Sous les regards croisés de délégations venues d’Afrique, d’Europe et d’ailleurs, le premier Salon mondial de l’agroécologie a officiellement ouvert ses portes le 7 avril 2026 à San Pedro, en Côte d’Ivoire.
Dans un contexte où la souveraineté alimentaire s’impose comme une urgence en Afrique, le salon de l’agroécologie se veut une plateforme de transformation des systèmes agricoles. Pour Konan Sedric Armel, commissaire général du salon et acteur de l’UIREC, l’initiative dépasse le cadre d’un événement classique. Elle répond à la nécessité de « permettre aux acteurs venus de divers horizons de partager leurs expériences, créer des opportunités d’emplois et faciliter le financement de l’agroécologie ». Car derrière les ambitions affichées, une réalité persiste, celle d’un secteur encore confronté à des difficultés de financement et à une forte dépendance aux intrants chimiques.

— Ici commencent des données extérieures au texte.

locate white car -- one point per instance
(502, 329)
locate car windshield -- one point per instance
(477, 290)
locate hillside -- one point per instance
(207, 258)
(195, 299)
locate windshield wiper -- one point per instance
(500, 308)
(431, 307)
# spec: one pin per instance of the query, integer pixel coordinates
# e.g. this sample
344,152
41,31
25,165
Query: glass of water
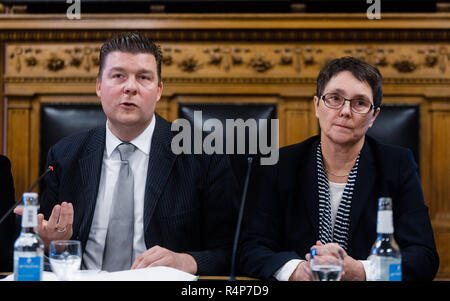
65,259
327,264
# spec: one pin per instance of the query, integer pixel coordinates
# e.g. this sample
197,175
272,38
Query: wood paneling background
238,58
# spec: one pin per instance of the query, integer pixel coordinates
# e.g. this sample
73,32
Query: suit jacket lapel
90,171
160,163
365,182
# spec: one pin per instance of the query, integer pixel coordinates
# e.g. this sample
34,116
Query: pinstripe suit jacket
283,210
189,204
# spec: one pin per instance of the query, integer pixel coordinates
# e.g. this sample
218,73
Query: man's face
129,90
343,126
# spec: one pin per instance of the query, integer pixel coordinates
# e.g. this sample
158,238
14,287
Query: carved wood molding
233,59
307,35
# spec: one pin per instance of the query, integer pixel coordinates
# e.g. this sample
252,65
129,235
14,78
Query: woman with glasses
323,192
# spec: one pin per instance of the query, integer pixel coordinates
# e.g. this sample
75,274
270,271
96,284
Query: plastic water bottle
29,248
385,257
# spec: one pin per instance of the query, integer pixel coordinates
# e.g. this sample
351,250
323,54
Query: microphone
49,169
239,222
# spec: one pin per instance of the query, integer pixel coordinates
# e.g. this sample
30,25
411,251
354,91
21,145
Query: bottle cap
29,195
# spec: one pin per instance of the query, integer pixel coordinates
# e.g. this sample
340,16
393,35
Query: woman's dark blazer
282,216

Souveraineté alimentaire : une ambition assumée
Au cœur des interventions, un message revient avec insistance : l’Afrique doit produire ce qu’elle consomme. L’agroécologie est présentée comme une voie pour y parvenir, en s’appuyant à la fois sur l’innovation et les savoirs locaux. « Nous ne sommes pas là pour exposer, mais pour affirmer une vision : celle de la souveraineté alimentaire », a insisté un partenaire du salon, appelant à une transformation profonde des modèles agricoles. Une transformation qui, selon plusieurs intervenants, ne peut se faire sans une approche équitable, respectueuse de l’environnement et créatrice de valeur pour les producteurs.

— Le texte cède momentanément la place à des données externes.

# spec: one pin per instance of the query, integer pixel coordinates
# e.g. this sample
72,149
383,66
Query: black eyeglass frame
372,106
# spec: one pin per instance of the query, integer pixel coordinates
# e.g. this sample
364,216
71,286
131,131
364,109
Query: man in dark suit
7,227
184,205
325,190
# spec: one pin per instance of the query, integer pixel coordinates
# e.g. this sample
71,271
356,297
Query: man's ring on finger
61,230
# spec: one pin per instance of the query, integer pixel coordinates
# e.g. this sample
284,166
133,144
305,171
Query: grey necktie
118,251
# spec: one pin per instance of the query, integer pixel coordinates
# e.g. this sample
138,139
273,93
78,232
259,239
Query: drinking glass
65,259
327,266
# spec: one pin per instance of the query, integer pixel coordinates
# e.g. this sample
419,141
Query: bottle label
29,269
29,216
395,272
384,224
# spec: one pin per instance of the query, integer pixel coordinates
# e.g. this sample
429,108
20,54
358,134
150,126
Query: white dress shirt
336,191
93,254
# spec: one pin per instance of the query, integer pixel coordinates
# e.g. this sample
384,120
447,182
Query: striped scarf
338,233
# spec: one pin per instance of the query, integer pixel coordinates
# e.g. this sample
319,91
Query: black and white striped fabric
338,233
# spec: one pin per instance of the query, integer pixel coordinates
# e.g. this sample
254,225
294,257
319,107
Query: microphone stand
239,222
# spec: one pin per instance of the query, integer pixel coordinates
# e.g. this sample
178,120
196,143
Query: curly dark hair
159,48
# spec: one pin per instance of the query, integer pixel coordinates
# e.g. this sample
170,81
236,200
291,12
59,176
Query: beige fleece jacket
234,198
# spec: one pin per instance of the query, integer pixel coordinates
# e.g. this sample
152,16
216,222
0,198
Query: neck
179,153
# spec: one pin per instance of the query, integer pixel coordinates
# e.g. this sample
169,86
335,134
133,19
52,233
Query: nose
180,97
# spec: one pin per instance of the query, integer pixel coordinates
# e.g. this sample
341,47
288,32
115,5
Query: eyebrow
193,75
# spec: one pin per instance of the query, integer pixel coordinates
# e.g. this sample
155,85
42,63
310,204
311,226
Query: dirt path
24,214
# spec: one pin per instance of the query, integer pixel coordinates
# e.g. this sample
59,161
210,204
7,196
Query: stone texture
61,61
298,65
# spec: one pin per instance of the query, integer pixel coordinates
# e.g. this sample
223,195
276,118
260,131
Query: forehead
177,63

La science appelée à dialoguer avec le terrain
Pour Hammami Saida, coordinatrice du comité scientifique, le défi est de dépasser le cadre théorique. Le salon a été conçu comme un espace où la recherche vient appuyer les acteurs de terrain. Avec un comité scientifique composé d’experts issus de plusieurs pays, les travaux présentés visent à apporter des réponses concrètes aux enjeux actuels : changement climatique, perte de biodiversité, durabilité des systèmes agricoles. « Il ne s’agit pas seulement de parler d’agroécologie comme concept scientifique, mais de la mettre en pratique », a-t-elle souligné, annonçant notamment des visites de terrain et des ateliers pratiques au cours des prochains jours.
Entre engagements et réalités économiques
Mais derrière l’enthousiasme, les questions économiques restent centrales. Plusieurs interventions ont mis en lumière les défis liés au financement de la transition agroécologique. Si des annonces de soutien ont été évoquées, les acteurs reconnaissent que l’accès aux ressources financières demeure un obstacle majeur pour les producteurs. La question est d’autant plus stratégique que la réduction de l’usage des produits chimiques, largement évoquée lors de l’ouverture, implique une transformation des pratiques agricoles, souvent coûteuse et complexe à mettre en œuvre.
Le cacao en ligne de mire
La présence d’un représentant du Conseil Café-Cacao a rappelé l’importance des filières stratégiques dans cette transition. Face aux défis du changement climatique, le secteur cacaoyer, pilier de l’économie ivoirienne, est appelé à intégrer davantage de pratiques durables. Des initiatives sont déjà en cours, notamment à travers la mise en place de programmes de recherche et de dispositifs d’accompagnement des producteurs. Mais là encore, la réussite dépendra de la capacité à concilier exigences environnementales et viabilité économique.
Vers une structuration mondiale de l’agroécologie
Au-delà des panels et des échanges scientifiques, la première journée a surtout été marquée par une volonté de structurer durablement le mouvement agroécologique à l’échelle internationale. Pour Konan Sedric Armel, l’enjeu dépasse largement le cadre du salon.
Satisfait de la mobilisation des chercheurs et des producteurs, venus nombreux pour cette première journée, il a salué des échanges « très fructueux », marqués par un dialogue renforcé entre science et terrain. Mais déjà, les regards sont tournés vers l’après.
En toile de fond, les organisateurs annoncent la mise en place d’un Forum mondial de l’agroécologie, appelé à fédérer les initiatives existantes. « Il y a aujourd’hui beaucoup d’associations et de fédérations engagées dans la promotion de l’agroécologie. C’est une bonne chose. Mais face aux défis du changement climatique, il est nécessaire de fédérer les forces », a-t-il expliqué.
Pensé comme un espace de convergence, ce forum devrait réunir producteurs, chercheurs, universités, entreprises et bailleurs de fonds autour de la structuration et de l’accélération de la transition agroécologique à l’échelle globale. Une initiative portée à la demande de partenaires internationaux et qui sera officiellement lancée à l’issue du salon.